The most recognised innovators of the 1700s were Jethro Tull, Turnip Townshend and Coke of Holkham. All had large farming operations and were educated at either the University of Oxford or Cambridge.
Despite his yeoman farmer sounding name, Jethro Tull was a country gentleman. He invented the corn drill in 1701. This was because he considered that far too much precious human and animal food was being wasted in the excessively high seed rates that his workers were sowing by hand. A few years later he took to wintering in the Languedoc region of Southern France. Here he observed that inter-row cultivations in vineyards in the spring were not only an efficient method of weed control but also resulted in the vines growing more strongly. We now know this was mainly due to the extra mineralisation of soil nitrogen. Hence, his subsequent invention of a horse drawn inter-row hoe for field crops.
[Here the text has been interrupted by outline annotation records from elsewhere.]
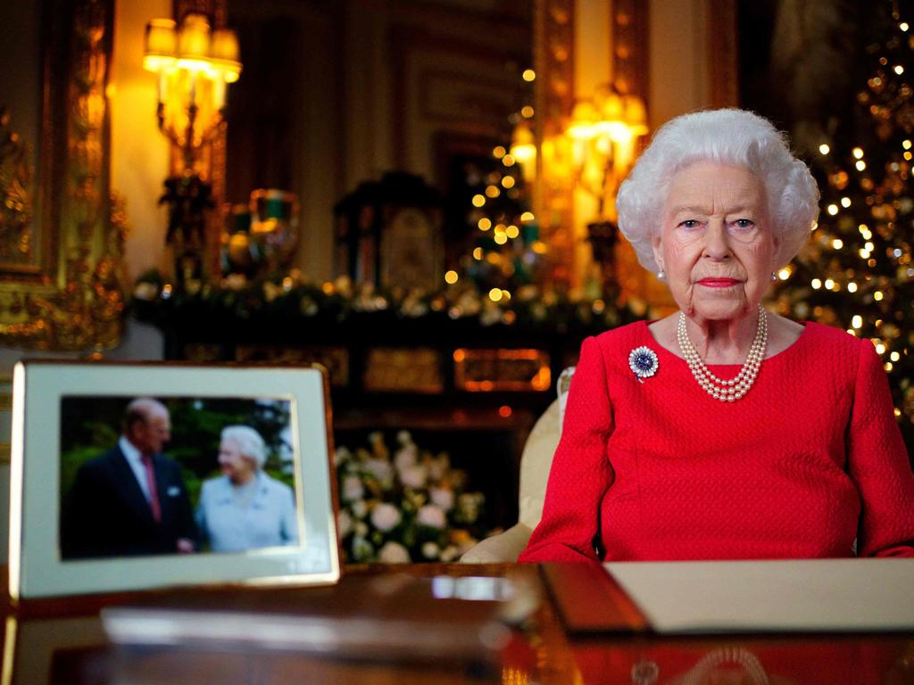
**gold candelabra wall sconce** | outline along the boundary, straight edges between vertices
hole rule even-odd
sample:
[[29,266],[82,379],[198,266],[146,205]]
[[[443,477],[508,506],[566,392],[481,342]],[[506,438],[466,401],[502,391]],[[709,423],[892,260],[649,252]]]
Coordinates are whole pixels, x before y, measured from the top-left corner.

His inventions were adopted by Turnip Townshend, the 2nd Viscount Townshend, when he was developing the Norfolk four course rotation. For the first time in the UK, this resulted in full summer fallows not being required to keep the land in cultivation. Perhaps it is no coincidence that Turnip Townshend had previously been the Government’s Ambassador to the Hague, in the vicinity of which similar rotations had already been adopted for decades.
Close to Raynham Hall where the four-course rotation was developed is Holkham Hall on the North Norfolk coast. Here, Coke of Holkham, 1st Earl of Leicester, adopted it on his huge estate as well as implementing selective animal breeding and other new knowledge. He promoted his ideas on model farms and demonstrated them to farmers and landowners. He was the first to attempt face-to-face knowledge transfer on a large scale, including using the most successful trick in the book, free lunches. Despite this, he complained that his efforts were poorly rewarded.
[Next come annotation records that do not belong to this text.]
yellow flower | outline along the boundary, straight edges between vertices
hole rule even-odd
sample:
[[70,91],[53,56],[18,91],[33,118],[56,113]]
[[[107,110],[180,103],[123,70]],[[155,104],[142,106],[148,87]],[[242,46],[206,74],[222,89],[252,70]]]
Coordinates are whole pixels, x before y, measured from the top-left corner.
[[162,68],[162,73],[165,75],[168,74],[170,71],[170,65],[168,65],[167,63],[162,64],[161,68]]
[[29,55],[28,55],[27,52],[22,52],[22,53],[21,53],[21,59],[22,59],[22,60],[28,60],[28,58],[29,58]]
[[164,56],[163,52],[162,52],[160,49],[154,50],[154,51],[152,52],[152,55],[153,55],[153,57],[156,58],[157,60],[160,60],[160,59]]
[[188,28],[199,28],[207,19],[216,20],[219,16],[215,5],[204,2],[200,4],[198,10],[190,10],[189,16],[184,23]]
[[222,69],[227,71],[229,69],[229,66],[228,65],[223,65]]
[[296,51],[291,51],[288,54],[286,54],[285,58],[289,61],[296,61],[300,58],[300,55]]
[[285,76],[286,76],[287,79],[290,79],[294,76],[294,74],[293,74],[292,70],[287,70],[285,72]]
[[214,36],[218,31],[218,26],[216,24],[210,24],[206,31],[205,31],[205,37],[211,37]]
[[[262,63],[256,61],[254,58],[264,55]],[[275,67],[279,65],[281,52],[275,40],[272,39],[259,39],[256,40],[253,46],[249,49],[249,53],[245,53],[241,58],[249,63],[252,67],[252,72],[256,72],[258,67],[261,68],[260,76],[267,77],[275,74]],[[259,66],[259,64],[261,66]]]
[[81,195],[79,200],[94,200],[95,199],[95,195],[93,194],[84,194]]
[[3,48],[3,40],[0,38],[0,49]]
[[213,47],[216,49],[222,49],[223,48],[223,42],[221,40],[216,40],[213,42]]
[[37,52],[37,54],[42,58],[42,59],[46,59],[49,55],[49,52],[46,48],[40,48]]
Nowadays, everyone has access to education and there are far less barriers to the transfer of information. This means that, along with relatively easy to adopt trials methodology and relatively cheap measurement and analytical methods, all can try to innovate. However, it is worth noting that speakers from two very large farming operations at recent BCPC events, demonstrated that big enterprises not only share with many ‘smaller’ farmers their obsession with soil health but also their desire to innovate.
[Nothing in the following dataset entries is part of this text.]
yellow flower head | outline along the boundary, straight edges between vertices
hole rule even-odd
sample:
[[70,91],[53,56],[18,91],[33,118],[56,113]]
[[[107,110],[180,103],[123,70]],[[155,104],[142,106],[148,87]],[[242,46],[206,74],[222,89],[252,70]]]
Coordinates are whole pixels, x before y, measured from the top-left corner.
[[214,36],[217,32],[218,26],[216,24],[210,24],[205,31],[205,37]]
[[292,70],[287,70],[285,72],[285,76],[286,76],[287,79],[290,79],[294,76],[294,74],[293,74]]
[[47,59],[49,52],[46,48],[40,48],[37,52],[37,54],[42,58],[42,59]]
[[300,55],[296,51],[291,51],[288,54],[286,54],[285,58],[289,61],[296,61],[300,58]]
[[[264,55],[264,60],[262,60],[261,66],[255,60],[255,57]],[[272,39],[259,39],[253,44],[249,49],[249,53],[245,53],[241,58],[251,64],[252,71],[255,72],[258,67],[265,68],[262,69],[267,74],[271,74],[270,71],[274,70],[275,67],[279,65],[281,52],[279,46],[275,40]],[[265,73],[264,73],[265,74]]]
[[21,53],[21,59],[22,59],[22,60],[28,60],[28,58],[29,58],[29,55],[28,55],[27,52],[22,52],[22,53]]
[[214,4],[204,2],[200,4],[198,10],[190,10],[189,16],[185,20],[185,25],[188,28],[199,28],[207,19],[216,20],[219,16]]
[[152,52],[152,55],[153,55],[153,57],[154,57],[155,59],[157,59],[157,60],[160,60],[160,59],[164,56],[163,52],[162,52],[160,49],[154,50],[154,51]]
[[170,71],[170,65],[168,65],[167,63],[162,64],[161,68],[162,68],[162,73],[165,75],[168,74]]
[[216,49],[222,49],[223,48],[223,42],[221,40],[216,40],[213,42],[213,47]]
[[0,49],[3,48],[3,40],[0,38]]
Some of the innovations that these large farming operations are evaluating/adopting involve hi-tech and require a level of capital expenditure. They can afford to invest more and, of course, their greater cropped areas mean that the potential rewards are greater. Also, large farming operations tend to be preferred partners for researchers and technology companies. Innovation in smaller enterprises tends to be more focussed on low capital approaches, some of which may, at least initially, require more intensive management.
Hence, I cannot agree with the notion, held by some, that it is the small and medium sized farms which are leading innovation in agriculture. It is simply not true and unnecessarily divisive. We are, and must remain, all in this together.